DEFINIÇÕES DA ARBITRAGEM
O juiz (latim “judex”,
de “jus” – o direito – e “dicere” – dizer): no direito, o juiz é o magistrado
encarregado de administrar a justiça.
Arbitragem: julgamento amigável de uma
divergência; julgamento de um jogo, de uma prova, de uma competição.
Arbitrar: julgar e decidir como árbitro;
determinar e decidir por arbítrio os pontos omissos nas regras.
O árbitro (latim
“arbitru”): na antiguidade, era aquele que decidia os casos duvidosos num
torneio, duelo ou desafio. Atualmente, é aquele que fiscaliza a observância das
regras, intervindo sempre que sejam violadas. O árbitro exerce as mesmas
funções em provas desportivas, com direito e autoridade para julgar e de acordo
com as regras a dirimir dúvidas e aplicar penalidades ou sanções.
Arbítrio: resolução arbitrária; vontade que
prepondera sobre a lei; voto ou escolha, arbítrio das partes.
Livre-arbítrio: poder que a pessoa tem de escolher de
acordo com a sua vontade, de se determinar.
Decisão arbitrária: que não é determinada por lei, regra
ou tradição, tendo-se que se utilizar do “bom senso”.
Arbitrariedade: cometer arbitrariedade, ter
procedimento arbitrário, não previsto em lei, injustiça, capricho pessoal.
Poder discricionário: poder de autoridade, sem restrições,
sem limites; que não obedece a condições, que não está previsto em lei, regra
ou tradição.
Erro de direito: errar sem observar os preceitos
legais (leis, regras etc.). O erro de direito torna nula a decisão – anula o
jogo, a prova, a competição.
Erro de fato: ação, coisa feita, coisa realmente
existente. É um fato, isto é, sabido, conhecido. Questão de fato a que versa
sobre a existência da ação. O erro humano não invalida a decisão da arbitragem,
seja por desconhecimento das regras, seja pelo propósito de obter vantagem.

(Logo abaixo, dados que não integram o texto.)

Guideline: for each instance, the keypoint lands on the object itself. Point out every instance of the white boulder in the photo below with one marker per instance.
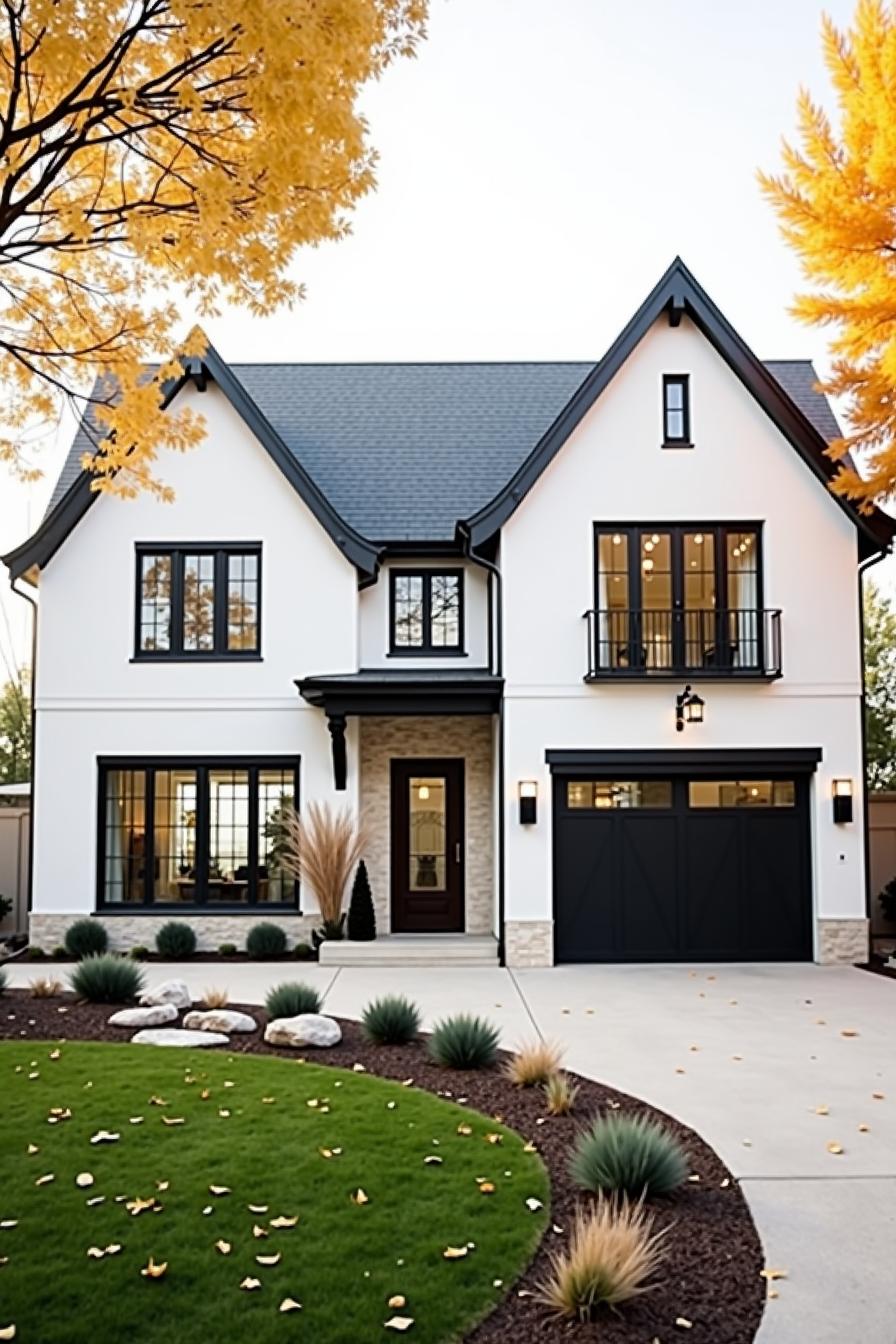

Um árbitro pode cometer erro de
direito, mas não erro de fato. Uma vez decidida sobre a atitude tomada, cabe ao
réu provar em contrário através da comprovação do erro de direito da
arbitragem; caso contrário, pelo menos um segundo árbitro conhecedor das regras
servirá de testemunha sobre quaisquer dúvidas contra algum árbitro.
OBJETIVOS DA ARBITRAGEM
Com o fim de assegurar uma competição o
mais justa possível, o juiz, seja ele árbitro geral, de nado, de partida,
inspetor de voltas, anotador, banco de controle ou anunciador, deverá observar
os seguintes objetivos:
1. Promover e melhorar a natação
2. Desenvolver o interesse e
participação na natação;
3. Encorajar aptidão física e melhorar
a qualidade da natação competitiva;
4. Promover atitudes positivas;
5. Ampliar oportunidades de treinar e
ganhar experiência;
6. Exercer honestidade e integridade;
7. Encorajar a franqueza;
8. Reconhecer o uso do bom julgamento;
9. Demonstrar certeza;
10. Admitir erros.
PRINCÍPIO FUNDAMENTAL
“O direito do réu prevalece sobre
qualquer dúvida”, ou seja: Quando existe uma dúvida sobre a atitude tomada
pelo réu (atleta), prevalece o direito do réu, um árbitro não pode tomar
decisões por desconhecimento das regras ou por dúvidas, a não ser com certeza e
convicção.
O ÁRBITRO
“Persona”: Máscara usada pelo ator no
teatro Grego e que caracterizava o personagem, dando-lhe personalidade.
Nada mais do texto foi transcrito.